Movida e spinelli: a Poggiomarino, purtroppo, la “canna” sembra andare veramente di moda, tant’è che in ogni occasione in cui i carabinieri della locale stazione si muovono, riescono a trovare sostanze stupefacenti addosso ai giovanissimi o anche ai ventenni. E dopo i tanti arresti della settimana scorsa, e le denunce anche ai danni di una sedicenne spacciatrice, stavolta i militari dell’Arma hanno attuato una serie di blitz nei luoghi maggiormente frequentati dai giovani.

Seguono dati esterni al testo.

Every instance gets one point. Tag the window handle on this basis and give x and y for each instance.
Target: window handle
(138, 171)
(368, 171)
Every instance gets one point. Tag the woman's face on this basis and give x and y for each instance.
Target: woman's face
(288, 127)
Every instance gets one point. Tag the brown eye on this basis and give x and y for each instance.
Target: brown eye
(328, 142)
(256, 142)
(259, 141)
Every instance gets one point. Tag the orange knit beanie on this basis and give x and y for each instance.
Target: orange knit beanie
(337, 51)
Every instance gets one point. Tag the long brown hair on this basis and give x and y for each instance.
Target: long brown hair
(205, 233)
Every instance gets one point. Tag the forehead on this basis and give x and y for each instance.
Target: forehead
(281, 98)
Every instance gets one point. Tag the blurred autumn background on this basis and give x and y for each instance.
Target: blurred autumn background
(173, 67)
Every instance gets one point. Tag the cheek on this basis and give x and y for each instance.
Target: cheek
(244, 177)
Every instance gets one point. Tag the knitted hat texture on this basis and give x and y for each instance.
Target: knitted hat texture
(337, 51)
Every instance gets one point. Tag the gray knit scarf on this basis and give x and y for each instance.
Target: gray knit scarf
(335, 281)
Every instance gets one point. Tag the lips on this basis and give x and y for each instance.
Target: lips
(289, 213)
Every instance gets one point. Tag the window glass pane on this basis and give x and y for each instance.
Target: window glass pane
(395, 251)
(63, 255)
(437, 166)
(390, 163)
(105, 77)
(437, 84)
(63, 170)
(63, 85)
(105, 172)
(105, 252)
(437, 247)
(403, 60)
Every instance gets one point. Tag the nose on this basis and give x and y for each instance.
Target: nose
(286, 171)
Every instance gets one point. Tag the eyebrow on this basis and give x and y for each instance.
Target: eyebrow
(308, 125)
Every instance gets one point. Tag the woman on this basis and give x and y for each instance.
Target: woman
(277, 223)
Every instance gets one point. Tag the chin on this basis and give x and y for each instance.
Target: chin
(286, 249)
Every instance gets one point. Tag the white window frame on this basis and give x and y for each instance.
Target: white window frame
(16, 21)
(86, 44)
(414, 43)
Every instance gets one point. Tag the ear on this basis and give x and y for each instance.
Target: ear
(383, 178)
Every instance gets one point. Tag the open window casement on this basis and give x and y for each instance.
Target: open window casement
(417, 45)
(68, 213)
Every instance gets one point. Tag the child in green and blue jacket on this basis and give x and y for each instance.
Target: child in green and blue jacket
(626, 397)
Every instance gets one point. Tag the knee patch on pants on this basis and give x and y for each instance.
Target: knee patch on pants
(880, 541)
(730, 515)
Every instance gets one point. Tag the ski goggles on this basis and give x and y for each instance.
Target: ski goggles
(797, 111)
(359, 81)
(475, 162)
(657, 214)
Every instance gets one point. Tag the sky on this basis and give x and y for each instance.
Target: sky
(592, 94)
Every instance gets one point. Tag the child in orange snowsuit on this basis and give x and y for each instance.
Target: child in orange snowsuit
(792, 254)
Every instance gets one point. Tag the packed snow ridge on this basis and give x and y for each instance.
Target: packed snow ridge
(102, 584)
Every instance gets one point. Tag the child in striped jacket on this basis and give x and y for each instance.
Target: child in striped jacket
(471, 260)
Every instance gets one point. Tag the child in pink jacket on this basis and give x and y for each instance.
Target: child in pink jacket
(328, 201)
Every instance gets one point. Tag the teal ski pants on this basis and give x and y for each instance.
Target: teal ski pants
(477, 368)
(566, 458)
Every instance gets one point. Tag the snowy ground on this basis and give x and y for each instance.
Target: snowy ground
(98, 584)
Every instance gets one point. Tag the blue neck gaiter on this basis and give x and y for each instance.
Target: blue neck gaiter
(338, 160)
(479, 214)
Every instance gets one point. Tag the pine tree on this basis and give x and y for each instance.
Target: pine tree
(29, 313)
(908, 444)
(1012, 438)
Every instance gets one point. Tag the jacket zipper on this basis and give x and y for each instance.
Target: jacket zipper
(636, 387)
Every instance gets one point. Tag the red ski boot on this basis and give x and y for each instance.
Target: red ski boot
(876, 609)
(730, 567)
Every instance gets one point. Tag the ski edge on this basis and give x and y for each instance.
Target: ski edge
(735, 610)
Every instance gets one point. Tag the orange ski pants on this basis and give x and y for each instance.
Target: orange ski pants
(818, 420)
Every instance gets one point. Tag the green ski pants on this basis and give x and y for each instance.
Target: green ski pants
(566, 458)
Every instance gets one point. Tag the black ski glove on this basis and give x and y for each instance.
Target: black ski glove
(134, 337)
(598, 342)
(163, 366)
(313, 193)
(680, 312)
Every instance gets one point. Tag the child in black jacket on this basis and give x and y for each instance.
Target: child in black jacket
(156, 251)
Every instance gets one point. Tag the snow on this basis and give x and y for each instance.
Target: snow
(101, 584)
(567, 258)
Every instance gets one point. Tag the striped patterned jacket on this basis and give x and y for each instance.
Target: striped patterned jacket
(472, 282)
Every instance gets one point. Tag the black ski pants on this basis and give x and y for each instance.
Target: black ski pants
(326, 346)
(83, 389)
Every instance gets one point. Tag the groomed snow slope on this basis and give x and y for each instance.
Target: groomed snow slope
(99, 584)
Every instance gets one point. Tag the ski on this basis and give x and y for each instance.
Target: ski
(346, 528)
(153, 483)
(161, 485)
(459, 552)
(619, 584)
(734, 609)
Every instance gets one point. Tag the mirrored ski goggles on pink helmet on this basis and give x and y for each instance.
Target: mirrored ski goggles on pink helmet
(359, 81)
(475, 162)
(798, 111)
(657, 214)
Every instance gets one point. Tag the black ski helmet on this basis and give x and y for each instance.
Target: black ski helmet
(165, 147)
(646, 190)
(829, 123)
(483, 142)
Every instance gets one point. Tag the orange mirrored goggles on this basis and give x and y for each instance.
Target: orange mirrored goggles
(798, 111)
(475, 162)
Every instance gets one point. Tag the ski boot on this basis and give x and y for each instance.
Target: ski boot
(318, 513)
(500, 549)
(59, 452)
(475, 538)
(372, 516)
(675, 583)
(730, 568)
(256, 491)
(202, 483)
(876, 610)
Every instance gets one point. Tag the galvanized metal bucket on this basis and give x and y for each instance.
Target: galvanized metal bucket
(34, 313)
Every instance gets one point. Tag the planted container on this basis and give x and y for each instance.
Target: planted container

Ed in tutte le occasioni hanno sempre fatto “bingo”, riuscendo a rinvenire spinelli già preparati e pronti ad essere fumati e dosi di marijuana acquistata chissà da quale pusher per uso personale.

La prima azione condotta dagli uomini agli ordini del maresciallo Andrea Manzo ha riguardato il parcheggio della villetta di via Nuova San Marzano dedicata alla memoria di Nicola Nappo, vittima innocente della camorra. Qui, le forze dell’ordine hanno fermato tre giovani che erano intenti a consumare la classica “canna”, mentre nel borsello di un componente del terzetto c’era ancora un grammo e mezzo di “erba”: si tratta di un 25enne, un 22enne e un 21enne tutti residenti a Poggiomarino e che adesso sono stati naturalmente segnalati al prefetto di Napoli quali assuntori. Per loro, a breve e tra le altre cose, scatterà inevitabilmente il ritiro della patente di guida.

Da una zona della movida ad un’altra: quella della piazza ed in particolare dell’adiacente via Roma. In questa occasione, gli uomini in divisa sono penetrati in un circoletto di giovani della zona all’esterno di cui un ragazzo stava appunto fumando, in pieno centro cittadino, il classico spinello, oltre ad avere altra droga sufficiente per una seconda sigaretta già pronta e conservata in tasca. In questo caso ad essere segnalato ai responsabili dell’Utg di Napoli è stato un 19enne del posto, mentre gli altri controlli e le perquisizioni avvenute nel luogo alle altre persone presenti non hanno per fortuna dato esito positivo. La sostanza stupefacente è stata ovviamente distrutta subito dopo il sequestro effettuato dai carabinieri poggiomarinesi.

Dura, insomma, la lotta da parte dei militari dell’Arma che nel corso dell’ultimo anno stanno mettendo in campo numerose iniziative per contrastare lo spaccio ed il consumo di marijuana e di altre droghe. E proprio il controllo della movida, in diverse circostanze, ha portato all’individuazione di molti pusher e di un numero ancora maggiore di consumatori abituali.